Illegal immigrants already slated for deportation remain for years in the country before they are finally removed, government data shows.
There were more than one million illegal aliens with final orders of removal in the country as of June 2, 2018, according to data obtained through a freedom of information request from the Immigration Reform Law Institute (IRLI), an anti-mass immigration advocacy law firm.
This means even when a person is ordered to be deported, it would still take ICE about four years, on average to actually remove him or her from the United States.
About two thirds of those with final or pending removal orders hail from four countries—El Salvador, Guatemala, Honduras, and Mexico.
Influx Escalates
IRLI only obtained data up to June 2 before the latest increase in illegal border crossings, which have nearly doubled in the first five months of fiscal 2019 compared to the same period a year earlier, based on Customs and Border Protection apprehension data.Illegal border crossings are on-pace to reach nearly one million this year. In February alone, 66,000 people crossed the border illegally, according to border patrol. An additional 10,000 were detained after presenting at a port of entry without proper paperwork.

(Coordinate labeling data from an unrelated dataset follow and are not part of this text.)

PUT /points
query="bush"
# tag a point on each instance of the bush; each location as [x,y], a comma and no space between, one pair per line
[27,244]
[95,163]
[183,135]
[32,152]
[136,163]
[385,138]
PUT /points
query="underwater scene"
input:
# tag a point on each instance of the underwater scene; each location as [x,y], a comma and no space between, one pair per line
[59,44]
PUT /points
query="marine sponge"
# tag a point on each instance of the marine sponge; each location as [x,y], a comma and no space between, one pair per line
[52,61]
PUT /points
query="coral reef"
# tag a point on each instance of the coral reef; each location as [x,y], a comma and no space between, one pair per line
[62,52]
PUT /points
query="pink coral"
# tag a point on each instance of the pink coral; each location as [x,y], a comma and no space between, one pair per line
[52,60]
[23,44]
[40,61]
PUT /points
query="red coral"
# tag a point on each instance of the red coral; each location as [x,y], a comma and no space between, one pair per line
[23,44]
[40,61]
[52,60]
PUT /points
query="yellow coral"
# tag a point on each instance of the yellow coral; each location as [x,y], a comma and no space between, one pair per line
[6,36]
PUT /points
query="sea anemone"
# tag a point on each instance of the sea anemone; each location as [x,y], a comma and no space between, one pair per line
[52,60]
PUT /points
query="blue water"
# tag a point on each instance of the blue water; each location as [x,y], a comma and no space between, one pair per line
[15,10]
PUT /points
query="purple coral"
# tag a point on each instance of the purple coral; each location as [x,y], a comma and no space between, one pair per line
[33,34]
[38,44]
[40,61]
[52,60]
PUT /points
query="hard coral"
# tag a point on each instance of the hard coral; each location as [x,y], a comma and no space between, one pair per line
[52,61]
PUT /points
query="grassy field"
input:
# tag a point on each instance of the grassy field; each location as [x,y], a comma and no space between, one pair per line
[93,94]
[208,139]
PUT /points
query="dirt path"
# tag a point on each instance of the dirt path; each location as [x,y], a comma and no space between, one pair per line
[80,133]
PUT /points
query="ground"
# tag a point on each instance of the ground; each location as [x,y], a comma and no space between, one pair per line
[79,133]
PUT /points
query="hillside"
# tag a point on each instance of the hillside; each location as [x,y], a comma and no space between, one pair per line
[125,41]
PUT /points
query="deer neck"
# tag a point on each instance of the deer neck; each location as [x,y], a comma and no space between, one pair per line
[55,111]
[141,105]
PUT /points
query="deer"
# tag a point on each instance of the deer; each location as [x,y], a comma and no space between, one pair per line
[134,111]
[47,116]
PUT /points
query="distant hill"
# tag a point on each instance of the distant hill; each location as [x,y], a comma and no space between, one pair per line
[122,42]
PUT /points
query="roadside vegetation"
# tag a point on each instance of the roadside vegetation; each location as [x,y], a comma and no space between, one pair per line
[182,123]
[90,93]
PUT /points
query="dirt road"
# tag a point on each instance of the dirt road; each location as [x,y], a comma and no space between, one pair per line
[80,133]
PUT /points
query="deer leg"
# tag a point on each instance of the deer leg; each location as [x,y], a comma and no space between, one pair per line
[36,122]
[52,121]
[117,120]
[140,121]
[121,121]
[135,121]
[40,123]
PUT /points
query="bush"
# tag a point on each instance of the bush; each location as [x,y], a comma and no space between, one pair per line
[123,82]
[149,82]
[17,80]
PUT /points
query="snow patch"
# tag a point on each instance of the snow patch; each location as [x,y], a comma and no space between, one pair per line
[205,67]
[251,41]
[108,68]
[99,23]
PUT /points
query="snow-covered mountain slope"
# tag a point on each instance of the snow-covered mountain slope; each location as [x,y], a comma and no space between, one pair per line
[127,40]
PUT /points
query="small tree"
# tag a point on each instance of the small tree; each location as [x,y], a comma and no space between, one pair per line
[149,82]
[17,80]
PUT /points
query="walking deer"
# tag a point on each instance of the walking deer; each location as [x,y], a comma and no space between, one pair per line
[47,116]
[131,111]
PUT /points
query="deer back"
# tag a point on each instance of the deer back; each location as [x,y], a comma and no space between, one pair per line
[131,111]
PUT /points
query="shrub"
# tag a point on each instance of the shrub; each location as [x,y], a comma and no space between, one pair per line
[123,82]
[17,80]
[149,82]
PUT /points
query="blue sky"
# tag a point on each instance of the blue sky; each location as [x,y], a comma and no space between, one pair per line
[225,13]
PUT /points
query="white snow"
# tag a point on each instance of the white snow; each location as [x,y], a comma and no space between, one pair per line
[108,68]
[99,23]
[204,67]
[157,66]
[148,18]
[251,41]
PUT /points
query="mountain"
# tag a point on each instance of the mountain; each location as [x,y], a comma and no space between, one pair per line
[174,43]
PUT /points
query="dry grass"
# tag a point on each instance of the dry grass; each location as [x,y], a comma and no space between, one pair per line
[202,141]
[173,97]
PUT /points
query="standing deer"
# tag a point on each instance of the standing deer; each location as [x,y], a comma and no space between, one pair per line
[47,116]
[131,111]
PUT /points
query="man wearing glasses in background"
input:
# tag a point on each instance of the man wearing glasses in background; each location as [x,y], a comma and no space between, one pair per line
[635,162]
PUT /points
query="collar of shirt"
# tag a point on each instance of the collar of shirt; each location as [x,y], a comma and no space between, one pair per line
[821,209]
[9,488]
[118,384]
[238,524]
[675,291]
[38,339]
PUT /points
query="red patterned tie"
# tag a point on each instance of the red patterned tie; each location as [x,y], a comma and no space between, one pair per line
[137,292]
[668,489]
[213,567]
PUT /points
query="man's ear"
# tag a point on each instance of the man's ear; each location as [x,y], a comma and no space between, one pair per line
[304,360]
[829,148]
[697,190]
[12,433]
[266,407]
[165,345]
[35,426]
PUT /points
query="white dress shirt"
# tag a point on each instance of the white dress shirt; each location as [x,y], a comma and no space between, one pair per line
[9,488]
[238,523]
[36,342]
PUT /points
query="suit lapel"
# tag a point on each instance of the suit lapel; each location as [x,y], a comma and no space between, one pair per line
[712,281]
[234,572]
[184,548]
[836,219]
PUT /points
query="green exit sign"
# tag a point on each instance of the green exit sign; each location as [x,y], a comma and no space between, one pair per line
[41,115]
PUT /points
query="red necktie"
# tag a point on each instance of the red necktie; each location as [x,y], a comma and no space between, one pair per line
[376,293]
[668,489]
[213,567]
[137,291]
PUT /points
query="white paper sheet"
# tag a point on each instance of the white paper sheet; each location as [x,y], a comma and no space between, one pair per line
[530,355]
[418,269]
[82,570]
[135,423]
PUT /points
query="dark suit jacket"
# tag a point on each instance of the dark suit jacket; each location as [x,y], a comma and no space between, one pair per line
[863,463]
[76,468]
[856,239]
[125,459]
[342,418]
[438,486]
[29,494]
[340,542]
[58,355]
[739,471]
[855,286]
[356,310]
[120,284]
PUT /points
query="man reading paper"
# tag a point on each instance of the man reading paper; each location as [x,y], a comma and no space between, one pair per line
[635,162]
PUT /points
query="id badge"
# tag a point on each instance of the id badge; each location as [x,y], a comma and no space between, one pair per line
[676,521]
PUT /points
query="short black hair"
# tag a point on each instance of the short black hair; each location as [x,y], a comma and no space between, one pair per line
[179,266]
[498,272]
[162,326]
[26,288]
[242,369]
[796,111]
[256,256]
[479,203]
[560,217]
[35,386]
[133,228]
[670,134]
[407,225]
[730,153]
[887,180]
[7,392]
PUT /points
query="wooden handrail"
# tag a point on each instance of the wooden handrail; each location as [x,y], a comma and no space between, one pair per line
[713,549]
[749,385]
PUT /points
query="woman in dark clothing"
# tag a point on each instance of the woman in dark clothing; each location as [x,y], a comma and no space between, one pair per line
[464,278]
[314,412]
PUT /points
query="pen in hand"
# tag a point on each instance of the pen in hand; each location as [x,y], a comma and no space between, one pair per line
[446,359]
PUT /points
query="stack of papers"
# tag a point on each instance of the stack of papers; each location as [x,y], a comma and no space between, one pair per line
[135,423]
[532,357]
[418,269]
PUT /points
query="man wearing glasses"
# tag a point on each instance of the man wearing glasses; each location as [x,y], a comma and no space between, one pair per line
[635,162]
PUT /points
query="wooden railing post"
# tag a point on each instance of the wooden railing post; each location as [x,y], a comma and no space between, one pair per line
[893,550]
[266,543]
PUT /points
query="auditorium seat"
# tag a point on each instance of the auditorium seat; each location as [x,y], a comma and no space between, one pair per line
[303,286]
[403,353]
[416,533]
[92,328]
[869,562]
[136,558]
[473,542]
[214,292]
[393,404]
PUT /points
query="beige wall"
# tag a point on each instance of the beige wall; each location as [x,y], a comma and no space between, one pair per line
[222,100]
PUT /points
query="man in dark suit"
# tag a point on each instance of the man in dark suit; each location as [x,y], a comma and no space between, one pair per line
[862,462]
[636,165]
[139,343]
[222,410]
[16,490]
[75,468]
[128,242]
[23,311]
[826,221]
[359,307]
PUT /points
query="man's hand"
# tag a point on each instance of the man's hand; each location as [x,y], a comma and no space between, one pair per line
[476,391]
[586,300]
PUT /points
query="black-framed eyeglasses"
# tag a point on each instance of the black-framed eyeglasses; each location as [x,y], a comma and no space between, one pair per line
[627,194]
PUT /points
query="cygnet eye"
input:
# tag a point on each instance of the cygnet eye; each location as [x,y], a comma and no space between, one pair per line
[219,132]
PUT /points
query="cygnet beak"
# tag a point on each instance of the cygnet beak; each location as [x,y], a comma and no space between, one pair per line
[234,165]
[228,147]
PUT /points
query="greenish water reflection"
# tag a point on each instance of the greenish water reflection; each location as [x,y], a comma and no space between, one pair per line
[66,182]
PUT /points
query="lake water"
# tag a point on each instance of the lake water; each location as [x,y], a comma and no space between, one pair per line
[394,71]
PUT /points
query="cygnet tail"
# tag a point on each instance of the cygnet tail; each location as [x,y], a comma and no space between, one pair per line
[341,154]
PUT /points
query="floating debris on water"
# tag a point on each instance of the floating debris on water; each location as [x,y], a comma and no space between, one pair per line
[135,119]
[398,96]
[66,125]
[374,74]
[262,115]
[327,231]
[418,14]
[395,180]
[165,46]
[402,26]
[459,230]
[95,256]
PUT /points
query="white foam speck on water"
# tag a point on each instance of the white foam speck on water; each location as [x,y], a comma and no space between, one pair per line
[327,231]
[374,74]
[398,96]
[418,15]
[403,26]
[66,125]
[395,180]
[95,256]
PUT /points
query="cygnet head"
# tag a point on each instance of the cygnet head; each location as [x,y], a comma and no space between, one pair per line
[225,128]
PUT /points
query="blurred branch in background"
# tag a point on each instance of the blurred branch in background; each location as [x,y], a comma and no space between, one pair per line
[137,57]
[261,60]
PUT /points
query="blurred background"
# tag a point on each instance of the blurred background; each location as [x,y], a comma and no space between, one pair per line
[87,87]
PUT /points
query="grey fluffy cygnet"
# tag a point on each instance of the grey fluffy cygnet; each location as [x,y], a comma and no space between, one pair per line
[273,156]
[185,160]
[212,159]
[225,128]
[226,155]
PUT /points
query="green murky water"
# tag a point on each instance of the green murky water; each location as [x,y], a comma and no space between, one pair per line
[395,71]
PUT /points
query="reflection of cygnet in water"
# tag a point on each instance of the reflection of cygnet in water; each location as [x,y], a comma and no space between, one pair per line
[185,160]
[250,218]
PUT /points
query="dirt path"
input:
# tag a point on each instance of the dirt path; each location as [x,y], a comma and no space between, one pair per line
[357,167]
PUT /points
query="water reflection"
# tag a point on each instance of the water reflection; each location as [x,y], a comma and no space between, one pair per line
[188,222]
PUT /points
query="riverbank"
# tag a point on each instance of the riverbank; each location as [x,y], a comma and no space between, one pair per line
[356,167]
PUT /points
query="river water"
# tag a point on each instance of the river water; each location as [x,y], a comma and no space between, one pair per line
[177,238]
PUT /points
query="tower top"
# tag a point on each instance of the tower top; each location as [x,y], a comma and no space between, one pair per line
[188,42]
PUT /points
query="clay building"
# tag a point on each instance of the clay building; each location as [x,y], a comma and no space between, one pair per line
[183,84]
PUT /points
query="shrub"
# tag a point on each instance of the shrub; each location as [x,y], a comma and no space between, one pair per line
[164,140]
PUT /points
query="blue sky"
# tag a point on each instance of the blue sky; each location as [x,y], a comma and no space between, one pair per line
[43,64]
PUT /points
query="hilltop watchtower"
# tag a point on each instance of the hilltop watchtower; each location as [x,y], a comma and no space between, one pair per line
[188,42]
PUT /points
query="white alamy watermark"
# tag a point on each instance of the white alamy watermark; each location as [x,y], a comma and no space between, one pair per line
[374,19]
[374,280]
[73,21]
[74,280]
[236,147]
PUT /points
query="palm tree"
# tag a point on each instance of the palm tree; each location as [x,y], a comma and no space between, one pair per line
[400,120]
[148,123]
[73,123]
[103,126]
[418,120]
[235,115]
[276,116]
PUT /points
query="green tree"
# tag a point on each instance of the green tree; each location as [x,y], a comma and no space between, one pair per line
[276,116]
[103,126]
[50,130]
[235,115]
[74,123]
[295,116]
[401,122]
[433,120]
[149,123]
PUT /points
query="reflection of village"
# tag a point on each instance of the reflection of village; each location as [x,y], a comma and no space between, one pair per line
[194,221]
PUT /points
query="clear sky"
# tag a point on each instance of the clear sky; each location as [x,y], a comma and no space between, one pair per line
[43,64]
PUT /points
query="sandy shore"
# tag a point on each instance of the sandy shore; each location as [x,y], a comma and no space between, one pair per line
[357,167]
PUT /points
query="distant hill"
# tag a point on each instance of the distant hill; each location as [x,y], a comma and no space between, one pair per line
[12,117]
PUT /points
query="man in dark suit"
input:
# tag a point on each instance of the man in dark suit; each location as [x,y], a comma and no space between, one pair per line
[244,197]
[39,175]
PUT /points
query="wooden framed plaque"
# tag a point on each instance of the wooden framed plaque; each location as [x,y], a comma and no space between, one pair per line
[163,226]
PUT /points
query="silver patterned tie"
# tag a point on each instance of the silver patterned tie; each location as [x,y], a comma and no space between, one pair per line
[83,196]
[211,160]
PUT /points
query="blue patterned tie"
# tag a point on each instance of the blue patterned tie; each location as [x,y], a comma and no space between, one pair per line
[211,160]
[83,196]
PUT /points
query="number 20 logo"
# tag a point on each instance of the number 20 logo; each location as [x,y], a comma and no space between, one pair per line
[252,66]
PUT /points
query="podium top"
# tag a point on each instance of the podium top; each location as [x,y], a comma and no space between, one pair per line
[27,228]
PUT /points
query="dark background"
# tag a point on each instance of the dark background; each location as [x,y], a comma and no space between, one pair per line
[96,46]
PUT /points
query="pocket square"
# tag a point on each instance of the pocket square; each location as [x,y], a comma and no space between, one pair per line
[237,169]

ICE could discourage further influx across the southern border, if it focused resources on clearing the backlog of people slated for deportation, according to former ICE Associate Director in the Obama administration Thomas Homan.
“ICE should do a nationwide operation to locate, arrest, and remove those who have entered the United States illegally, including family units, who have had their due process, lost their cases, and have been ordered removed by a judge,” he said. “If a final order issued by a federal judge doesn’t mean anything and it isn’t executed, then there is no integrity in the entire system.”